The commission has proposed Levenmouth and the Wemyss villages become part of a new constituency encompassing, and to be called, Cupar and St Andrews.

Currently the area is split between the existing Glenrothes and North East Fife constituencies.

The Community-Led Environmental Action for Regeneration (CLEAR) organisation say the changes are “unacceptable”.

Allen Armstrong, secretary, said: “The new constituency covers the contiguous urban area of greater Levenmouth which has a combined population of 33,000 much greater than both Cupar and St Andrews even combined.

“Levenmouth, along with the East Neuk of Fife, has few links with either Cupar or St Andrews which are too small to serve the population of the wider area.

“Naming our constituency after two distant unconnected small towns is therefore not only inaccurate and misleading but also gratuitously alienating to the larger population within the boundaries of this constituency.

“We don’t mind North Fife or North Fife and Levenmouth or similar.

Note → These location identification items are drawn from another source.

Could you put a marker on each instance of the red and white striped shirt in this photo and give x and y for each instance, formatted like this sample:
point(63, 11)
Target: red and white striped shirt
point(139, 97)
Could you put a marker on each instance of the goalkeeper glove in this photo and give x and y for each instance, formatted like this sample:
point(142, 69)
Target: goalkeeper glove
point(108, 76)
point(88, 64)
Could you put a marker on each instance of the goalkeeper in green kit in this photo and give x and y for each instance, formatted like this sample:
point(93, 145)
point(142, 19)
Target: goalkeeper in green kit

What is totally unacceptable is `Cupar and St Andrews’ alone.”

The UK-wide boundary review was prompted by the current coalition Government to reduce the number of parliamentary seats from 650 to 600.

In Scotland, 59 constituencies will be reduced to 52, and for the first time, legislation has specified limits on the number of electors in each are approximately 80,000.

The Boundary Commission for Scotland revealed its plans to shake up Fife in October last year and held a public hearing period in November.

Over the last four weeks it has again been holding a consultation with 10 representations made on its website regarding the new Cupar and St Andrews constituency.

Those range from the naming of the new constituency to whether Levennouth and Freuchie, which is part of a new Kirkcaldy and Glenrothes constituency, should be swapped over.

That second phase is due to finish today (Wednesday) and the Boundary Commission for Scotland will now decide on any changes to be made before publishing them in the autumn.

Final recommendations will then have to be published by October 1, 2013 and the new constituencies will be used in the next general election in 2015.